1.1 VIDA DE CASTRO ALVES, por
Xavier Marques: um delicioso passeio no início do século XX.
Ler uma biografia, para os
amantes da literatura, tem sido um delicioso contato com a produção, com o
cotidiano, com os sabores e os dissabores do biografado. Xavier Marques, não
nos decepciona. Com uma linguagem recheada de termos em desuso, mas não menos
cativantes para uma boa leitura, nosso interlocutor garante uma visão ampla e,
inclusive íntima, sem ser invasivo, do poeta que encantou sua geração e
continuou encantando as seguintes.
Já no capítulo II, Nascimento
e Infância, como o título sugere, o autor aborda os tempos do menino
sertanejo, mas já dá indícios de sua paixão pela paisagem local. “É na peça
inicial d’A Cachoeira de Paulo Afonso, onde ele, já na posse da imaginosa
língua da força de sentimento e visão grandiosa que lhe caracterizam o gênio,
nos pinta a hora da tarde, sob os traços de pálida donzela a banhar-se nas
‘termas do oriente’ (MARQUES, 1997; p. 30)
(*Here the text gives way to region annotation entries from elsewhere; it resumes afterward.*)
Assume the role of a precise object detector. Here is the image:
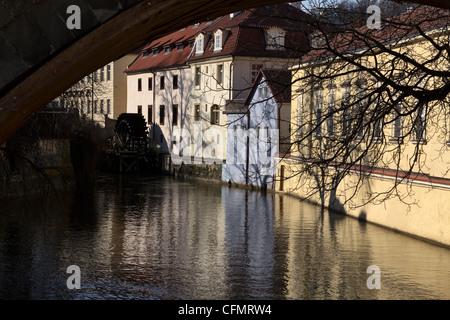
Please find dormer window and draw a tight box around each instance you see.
[310,32,326,49]
[266,28,286,50]
[195,34,204,54]
[214,30,222,51]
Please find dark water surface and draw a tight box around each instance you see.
[0,172,450,299]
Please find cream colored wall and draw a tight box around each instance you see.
[190,57,294,160]
[113,54,137,119]
[189,57,235,160]
[282,29,450,246]
[276,160,450,246]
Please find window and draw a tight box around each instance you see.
[342,86,351,137]
[148,77,153,91]
[296,94,303,137]
[264,127,272,157]
[353,85,366,139]
[414,107,426,142]
[214,30,222,51]
[217,64,223,86]
[327,88,336,137]
[195,34,203,54]
[392,105,403,140]
[172,74,178,89]
[194,104,200,121]
[210,104,220,124]
[159,105,165,126]
[172,104,178,126]
[251,64,262,83]
[373,118,383,141]
[314,90,322,138]
[194,67,201,87]
[266,28,286,50]
[147,104,153,124]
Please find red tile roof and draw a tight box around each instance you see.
[126,4,310,73]
[125,22,211,73]
[300,6,450,63]
[189,4,310,62]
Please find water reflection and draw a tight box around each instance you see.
[0,176,450,299]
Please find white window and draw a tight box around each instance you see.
[252,64,263,83]
[314,90,322,138]
[392,104,403,140]
[327,88,336,137]
[342,86,351,137]
[352,84,367,139]
[217,64,223,86]
[266,28,286,50]
[414,107,426,142]
[214,30,222,51]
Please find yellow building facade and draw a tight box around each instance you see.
[276,15,450,246]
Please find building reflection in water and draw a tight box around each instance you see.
[0,175,450,299]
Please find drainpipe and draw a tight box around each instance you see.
[228,57,234,101]
[245,106,250,186]
[150,71,156,143]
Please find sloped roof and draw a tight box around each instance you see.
[125,4,310,73]
[189,4,310,62]
[125,22,211,73]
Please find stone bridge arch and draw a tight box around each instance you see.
[0,0,450,144]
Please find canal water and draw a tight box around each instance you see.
[0,175,450,300]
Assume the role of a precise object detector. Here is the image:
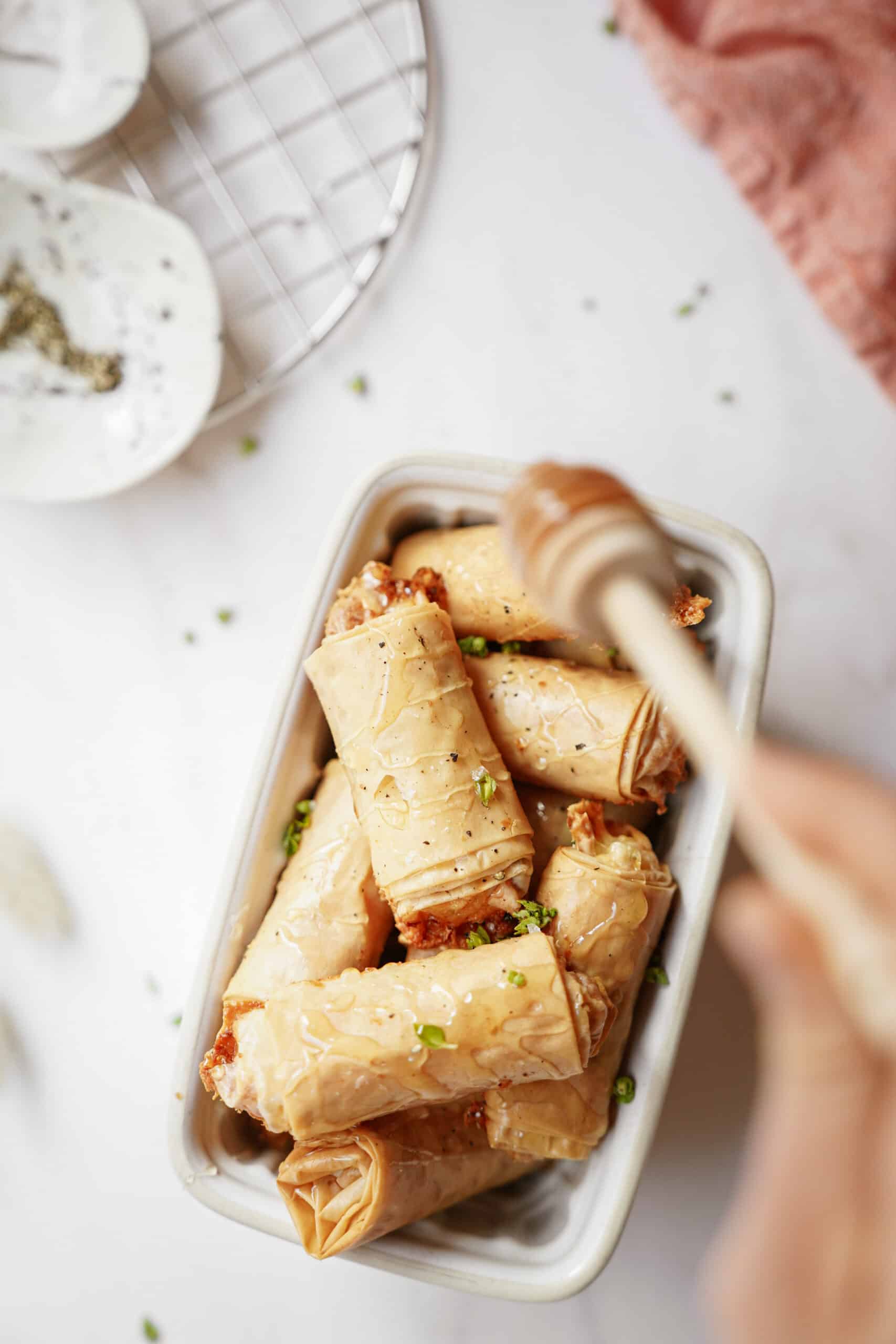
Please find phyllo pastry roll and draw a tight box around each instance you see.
[463,653,685,811]
[277,1099,535,1259]
[305,563,532,946]
[224,761,392,1003]
[200,761,392,1129]
[514,781,656,884]
[392,523,709,647]
[485,802,676,1159]
[392,523,565,643]
[240,931,615,1140]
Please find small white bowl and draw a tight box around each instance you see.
[0,0,149,149]
[169,454,771,1301]
[0,176,222,500]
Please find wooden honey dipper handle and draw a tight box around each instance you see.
[502,463,896,1054]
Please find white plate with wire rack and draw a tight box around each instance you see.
[4,0,428,423]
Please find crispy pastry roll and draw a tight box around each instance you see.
[200,761,392,1128]
[392,523,709,645]
[516,783,656,884]
[277,1099,533,1259]
[485,802,676,1159]
[212,933,615,1140]
[467,653,685,806]
[392,523,564,643]
[305,563,532,946]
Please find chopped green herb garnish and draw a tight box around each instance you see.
[613,1074,634,1106]
[473,765,498,808]
[414,1022,457,1049]
[283,799,314,857]
[512,900,556,936]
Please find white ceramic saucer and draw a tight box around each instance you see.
[0,176,222,500]
[0,0,149,149]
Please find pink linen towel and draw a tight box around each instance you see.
[617,0,896,399]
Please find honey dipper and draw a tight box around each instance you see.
[502,463,896,1052]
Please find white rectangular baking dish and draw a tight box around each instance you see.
[169,456,773,1301]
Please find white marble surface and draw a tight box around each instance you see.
[0,0,896,1344]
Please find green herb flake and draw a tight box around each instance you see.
[283,799,314,859]
[457,634,489,658]
[512,900,556,937]
[613,1074,634,1106]
[414,1022,457,1049]
[473,765,498,808]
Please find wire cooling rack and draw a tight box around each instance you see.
[24,0,428,423]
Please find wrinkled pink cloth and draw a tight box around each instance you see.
[617,0,896,399]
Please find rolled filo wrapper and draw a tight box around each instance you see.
[200,761,392,1130]
[277,1099,537,1259]
[485,802,676,1159]
[263,931,615,1140]
[305,564,532,946]
[514,781,656,884]
[392,523,709,647]
[463,653,685,811]
[224,761,392,1003]
[392,523,565,643]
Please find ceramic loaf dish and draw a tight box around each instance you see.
[169,456,771,1301]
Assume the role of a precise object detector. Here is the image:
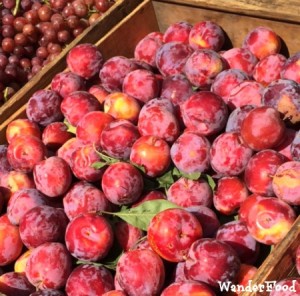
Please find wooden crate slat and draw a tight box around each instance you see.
[153,1,300,56]
[155,0,300,23]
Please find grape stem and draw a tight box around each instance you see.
[3,87,9,102]
[13,0,21,16]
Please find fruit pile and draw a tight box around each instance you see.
[0,0,115,105]
[0,21,300,296]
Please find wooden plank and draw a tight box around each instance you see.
[156,0,300,24]
[241,216,300,296]
[0,0,143,123]
[153,1,300,56]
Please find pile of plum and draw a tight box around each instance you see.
[0,0,115,105]
[0,21,300,296]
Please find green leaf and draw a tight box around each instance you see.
[205,174,216,190]
[98,152,120,164]
[94,151,121,165]
[182,172,201,180]
[172,167,201,180]
[143,178,159,191]
[156,170,174,189]
[64,119,76,135]
[102,199,180,231]
[13,0,21,16]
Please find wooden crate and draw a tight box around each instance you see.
[0,0,150,124]
[0,0,300,296]
[0,0,159,143]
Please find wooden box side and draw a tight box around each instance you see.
[0,0,143,123]
[241,216,300,296]
[154,0,300,24]
[153,1,300,56]
[0,0,158,144]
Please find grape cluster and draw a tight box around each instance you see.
[0,0,115,105]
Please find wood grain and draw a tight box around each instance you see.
[0,0,144,123]
[156,0,300,24]
[242,216,300,296]
[0,0,158,144]
[153,1,300,56]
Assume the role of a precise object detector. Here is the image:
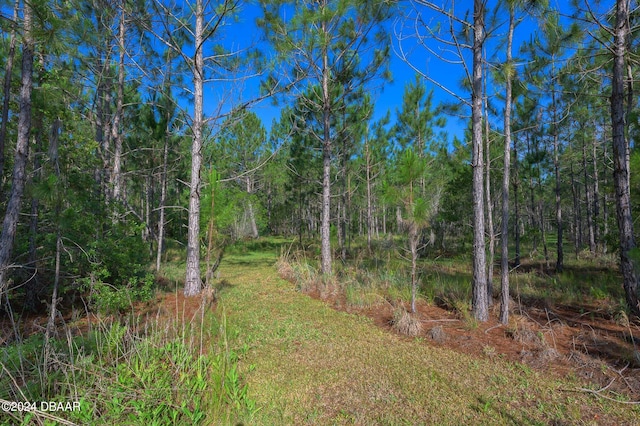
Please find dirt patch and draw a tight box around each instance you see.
[310,292,640,401]
[0,282,215,345]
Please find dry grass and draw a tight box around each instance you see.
[391,307,422,337]
[214,251,640,425]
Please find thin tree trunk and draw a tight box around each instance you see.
[245,176,260,238]
[111,0,125,200]
[513,133,520,268]
[365,141,373,253]
[320,9,332,276]
[0,0,20,194]
[0,3,34,296]
[156,119,170,272]
[483,81,496,306]
[471,0,489,321]
[184,0,204,296]
[569,163,580,259]
[545,79,564,273]
[611,0,640,317]
[24,114,47,312]
[591,137,600,251]
[582,141,596,255]
[500,4,517,325]
[43,229,62,371]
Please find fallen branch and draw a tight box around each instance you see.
[561,377,640,405]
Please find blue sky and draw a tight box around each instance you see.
[205,2,552,148]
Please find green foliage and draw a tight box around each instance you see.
[84,274,155,314]
[0,313,257,425]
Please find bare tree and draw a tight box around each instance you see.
[611,0,640,317]
[0,2,34,296]
[396,0,489,321]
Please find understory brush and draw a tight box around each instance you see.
[276,243,624,328]
[0,294,255,425]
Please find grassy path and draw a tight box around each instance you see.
[219,254,640,425]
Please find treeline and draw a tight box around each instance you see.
[0,0,640,322]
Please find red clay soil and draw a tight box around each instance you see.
[310,292,640,401]
[0,283,215,345]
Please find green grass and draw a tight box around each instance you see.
[214,248,640,425]
[0,288,255,425]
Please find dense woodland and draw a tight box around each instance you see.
[0,0,640,336]
[0,0,640,424]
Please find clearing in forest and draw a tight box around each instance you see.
[211,253,640,425]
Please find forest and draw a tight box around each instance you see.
[0,0,640,425]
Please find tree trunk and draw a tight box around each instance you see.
[611,0,640,317]
[500,4,517,325]
[582,141,596,255]
[513,133,520,268]
[245,175,260,238]
[591,137,600,251]
[471,0,489,321]
[320,8,332,276]
[365,141,373,253]
[0,3,34,296]
[545,81,564,273]
[184,0,204,296]
[408,223,420,314]
[0,0,20,195]
[111,0,125,200]
[483,80,496,306]
[156,121,169,272]
[569,163,580,259]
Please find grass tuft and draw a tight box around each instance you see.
[391,307,422,337]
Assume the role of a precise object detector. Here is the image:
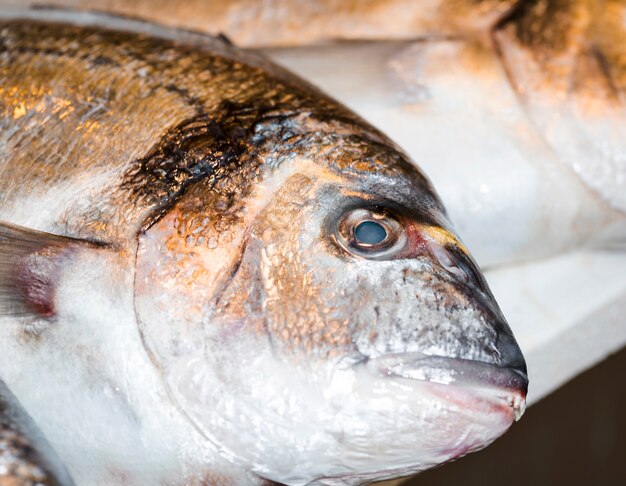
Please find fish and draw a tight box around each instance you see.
[0,0,525,47]
[0,382,73,486]
[0,9,528,486]
[6,0,626,270]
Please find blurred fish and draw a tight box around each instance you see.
[0,10,527,485]
[0,0,520,46]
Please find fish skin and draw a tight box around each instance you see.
[0,8,527,484]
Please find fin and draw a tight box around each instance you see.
[0,380,74,486]
[0,221,103,317]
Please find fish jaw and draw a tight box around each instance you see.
[166,332,527,485]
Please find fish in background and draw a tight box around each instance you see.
[0,9,528,485]
[7,0,626,268]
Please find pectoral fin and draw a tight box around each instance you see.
[0,222,104,318]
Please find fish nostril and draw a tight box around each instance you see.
[496,325,528,375]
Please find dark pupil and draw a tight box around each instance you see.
[354,221,387,249]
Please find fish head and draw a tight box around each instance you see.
[135,118,527,484]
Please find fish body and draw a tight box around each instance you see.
[6,0,626,268]
[0,10,527,486]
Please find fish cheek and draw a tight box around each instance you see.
[135,188,250,366]
[210,174,352,360]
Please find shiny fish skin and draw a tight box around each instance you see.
[0,11,527,486]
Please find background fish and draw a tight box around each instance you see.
[0,7,527,485]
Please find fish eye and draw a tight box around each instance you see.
[334,208,406,258]
[354,221,387,246]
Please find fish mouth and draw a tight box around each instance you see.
[367,352,528,421]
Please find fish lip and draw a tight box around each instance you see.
[367,352,528,420]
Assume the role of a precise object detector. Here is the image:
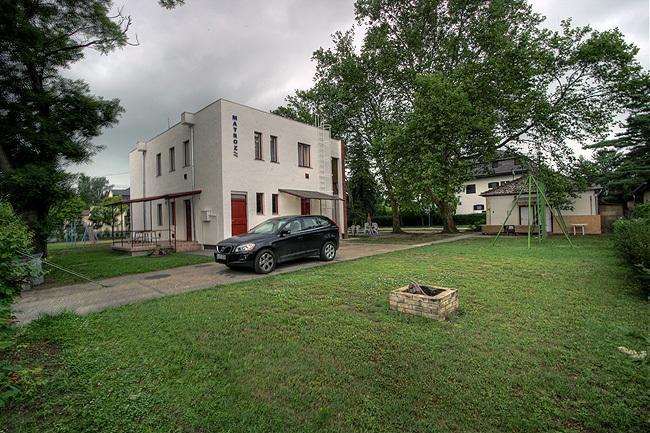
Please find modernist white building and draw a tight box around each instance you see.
[456,157,526,215]
[117,99,345,251]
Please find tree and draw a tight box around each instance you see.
[584,75,650,201]
[278,0,644,231]
[0,0,131,254]
[77,174,110,207]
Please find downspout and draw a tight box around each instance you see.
[189,123,198,242]
[337,140,348,239]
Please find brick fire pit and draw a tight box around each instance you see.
[388,286,458,320]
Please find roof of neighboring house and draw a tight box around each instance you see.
[111,188,131,200]
[480,176,537,197]
[479,176,601,197]
[474,154,527,178]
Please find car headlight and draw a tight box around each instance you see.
[235,242,255,253]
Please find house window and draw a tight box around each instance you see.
[271,135,278,162]
[298,143,311,168]
[255,132,262,160]
[255,192,264,215]
[271,194,279,215]
[169,147,176,172]
[183,140,192,167]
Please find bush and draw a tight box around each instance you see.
[0,201,32,408]
[614,218,650,281]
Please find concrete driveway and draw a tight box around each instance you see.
[14,234,476,324]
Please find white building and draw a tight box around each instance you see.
[117,99,345,251]
[456,157,526,215]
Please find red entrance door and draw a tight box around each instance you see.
[230,194,248,236]
[185,200,192,241]
[300,198,311,215]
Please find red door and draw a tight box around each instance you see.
[185,200,192,241]
[300,198,311,215]
[230,194,248,236]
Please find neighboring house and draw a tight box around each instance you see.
[122,99,345,251]
[456,156,526,215]
[481,176,602,234]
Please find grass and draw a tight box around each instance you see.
[39,243,211,287]
[0,238,650,432]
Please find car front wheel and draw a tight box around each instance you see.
[320,241,336,262]
[255,250,275,274]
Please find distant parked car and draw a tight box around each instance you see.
[214,215,339,274]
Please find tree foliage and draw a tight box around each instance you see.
[272,0,645,231]
[0,0,131,253]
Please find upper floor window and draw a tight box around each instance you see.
[156,153,162,176]
[271,135,278,162]
[255,132,262,160]
[169,147,176,172]
[298,143,311,168]
[183,140,192,167]
[271,194,279,215]
[255,192,264,215]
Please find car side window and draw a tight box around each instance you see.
[301,217,318,230]
[286,220,301,233]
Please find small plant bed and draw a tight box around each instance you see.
[388,283,458,320]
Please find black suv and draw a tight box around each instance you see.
[214,215,339,274]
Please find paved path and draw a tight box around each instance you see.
[14,234,477,324]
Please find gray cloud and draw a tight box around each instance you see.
[66,0,649,185]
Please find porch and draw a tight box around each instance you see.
[110,190,201,255]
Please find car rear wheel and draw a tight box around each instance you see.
[320,241,336,262]
[255,250,276,274]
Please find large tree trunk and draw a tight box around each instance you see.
[435,200,458,233]
[389,196,404,233]
[23,211,49,257]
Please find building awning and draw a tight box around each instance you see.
[109,189,201,206]
[278,189,343,200]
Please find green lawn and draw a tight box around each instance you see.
[43,243,211,287]
[0,238,650,432]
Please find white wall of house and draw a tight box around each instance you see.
[456,174,521,215]
[124,99,344,245]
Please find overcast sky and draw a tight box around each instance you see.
[66,0,650,186]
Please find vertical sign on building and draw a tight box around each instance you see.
[232,114,239,158]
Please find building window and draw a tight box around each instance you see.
[255,192,264,215]
[255,132,262,160]
[271,135,278,162]
[298,143,311,168]
[183,140,192,167]
[332,158,339,195]
[271,194,280,215]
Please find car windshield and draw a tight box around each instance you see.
[248,218,291,234]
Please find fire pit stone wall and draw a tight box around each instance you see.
[388,286,458,320]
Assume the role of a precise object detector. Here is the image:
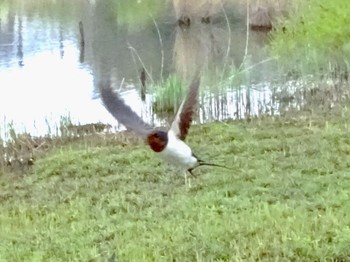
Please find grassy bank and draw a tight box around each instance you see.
[0,109,350,261]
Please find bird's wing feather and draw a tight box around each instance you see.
[170,78,199,140]
[99,81,153,138]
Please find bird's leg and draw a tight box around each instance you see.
[185,171,191,188]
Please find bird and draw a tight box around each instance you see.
[99,78,227,178]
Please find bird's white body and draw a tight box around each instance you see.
[159,130,198,170]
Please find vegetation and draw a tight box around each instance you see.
[271,0,350,73]
[0,107,350,261]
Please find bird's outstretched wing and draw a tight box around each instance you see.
[170,78,199,140]
[99,81,153,138]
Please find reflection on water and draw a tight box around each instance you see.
[0,0,277,139]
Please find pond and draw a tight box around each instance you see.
[0,0,278,140]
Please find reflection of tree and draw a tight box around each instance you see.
[174,23,227,81]
[17,16,23,66]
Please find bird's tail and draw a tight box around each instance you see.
[198,160,231,169]
[188,158,232,176]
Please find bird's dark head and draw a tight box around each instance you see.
[147,131,168,152]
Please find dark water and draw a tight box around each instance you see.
[0,0,278,138]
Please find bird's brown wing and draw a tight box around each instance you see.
[99,81,153,138]
[170,78,199,140]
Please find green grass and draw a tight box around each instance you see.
[270,0,350,74]
[0,110,350,261]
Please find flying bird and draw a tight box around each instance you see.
[99,79,227,175]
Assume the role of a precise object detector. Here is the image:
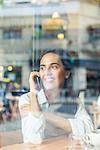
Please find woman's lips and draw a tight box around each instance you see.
[44,77,54,82]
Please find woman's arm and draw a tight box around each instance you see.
[44,112,72,134]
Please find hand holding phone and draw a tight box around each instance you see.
[34,76,42,91]
[34,76,49,110]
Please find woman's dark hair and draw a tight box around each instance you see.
[36,49,71,70]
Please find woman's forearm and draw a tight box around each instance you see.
[44,112,72,133]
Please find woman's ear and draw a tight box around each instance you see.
[65,71,70,79]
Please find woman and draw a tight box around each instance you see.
[19,50,92,144]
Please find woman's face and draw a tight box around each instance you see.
[39,53,66,90]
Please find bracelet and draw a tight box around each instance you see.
[30,89,39,94]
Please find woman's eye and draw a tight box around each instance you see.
[51,65,58,69]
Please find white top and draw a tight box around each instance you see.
[19,90,93,144]
[97,95,100,106]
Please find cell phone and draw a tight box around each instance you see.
[34,76,49,111]
[34,76,42,91]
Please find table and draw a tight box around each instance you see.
[0,136,82,150]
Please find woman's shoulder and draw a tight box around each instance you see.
[19,92,29,105]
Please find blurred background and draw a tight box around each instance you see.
[0,0,100,145]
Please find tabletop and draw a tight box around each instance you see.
[0,136,82,150]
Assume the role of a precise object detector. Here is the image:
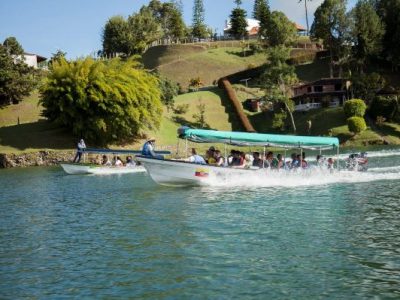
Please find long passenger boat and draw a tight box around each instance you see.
[136,127,339,186]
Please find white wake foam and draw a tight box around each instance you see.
[209,168,400,187]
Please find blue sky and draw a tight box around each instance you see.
[0,0,355,58]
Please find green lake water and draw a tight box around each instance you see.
[0,151,400,299]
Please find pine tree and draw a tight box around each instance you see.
[253,0,269,21]
[192,0,207,38]
[350,0,384,68]
[230,0,248,39]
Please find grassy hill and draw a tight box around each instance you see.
[0,88,241,153]
[143,43,266,89]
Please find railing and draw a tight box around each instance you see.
[294,101,340,111]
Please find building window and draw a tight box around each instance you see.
[314,85,324,93]
[335,83,342,91]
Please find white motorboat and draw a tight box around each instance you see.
[60,148,171,175]
[60,163,146,175]
[136,128,339,186]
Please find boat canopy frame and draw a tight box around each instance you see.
[178,127,339,150]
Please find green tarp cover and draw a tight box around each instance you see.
[179,128,339,149]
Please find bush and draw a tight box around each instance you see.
[174,104,189,115]
[347,117,367,134]
[41,58,162,144]
[368,96,398,120]
[343,99,367,118]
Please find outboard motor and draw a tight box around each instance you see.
[346,152,368,172]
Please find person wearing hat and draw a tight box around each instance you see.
[74,139,86,163]
[142,137,157,157]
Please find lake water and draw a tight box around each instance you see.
[0,150,400,299]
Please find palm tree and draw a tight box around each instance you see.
[299,0,312,35]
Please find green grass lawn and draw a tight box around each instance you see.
[144,45,266,88]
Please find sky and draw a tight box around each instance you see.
[0,0,355,58]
E cita o poema A Tarde, na
íntegra. Essa referência é ao poema que abre o livro ACPA, A tarde, no qual o
poeta deixa clara a sua paixão pela paisagem sertaneja.
Neste mesmo capítulo há outra
“lembrança” da infância no interior da Bahia, ilustrando o poeta com a paisagem
do são Francisco e também ao nativo Lucas, personagem central de ACPA: “E em
várias composições, especialmente no poema ‘A Cachoeira’, muitos dos quadros,
costumes, cantigas e tonadilhas que transposta para o vale de S. Francisco,
onde nunca esteve, são evidentemente reminiscências da fazenda e seus
arredores. Ele mesmo confessa, referindo-se à voz de Lucas, o escravo lenhador”(sic)(idem,
p. 33 – grifo nosso). Vê-se o destaque que Marques identifica sobre a ausência
do poeta no palco de seu idílio sertanejo, demonstrando o quanto não teria se maravilhado,
caso viesse a conhecer de perto a cachoeira que a tantos encantou³.
A próxima referência a ACPA
dar-se-á somente no capítulo IV, Na Academia, em Pernambuco, quando o
poeta está na iminência de ir à Bahia, sem saber que não retornaria ao Recife,
pois acompanhava seu grande amor, Eugênia Câmara. “Isto se passava em agosto
de 1866. Nas horas de tréguas Castro Alves adiantava a sua obra antiescravista (sic),
começando a compor A Cachoeira de Paulo Afonso...” (idem, p.68)
Nosso destaque deve-se ao fato de não considerarmos uma obra assim
classificada, pois não temos ali uma bandeira contra este ou aquele fenômeno
social, mas um instante comum a dois seres de qualquer etnia ou origem social.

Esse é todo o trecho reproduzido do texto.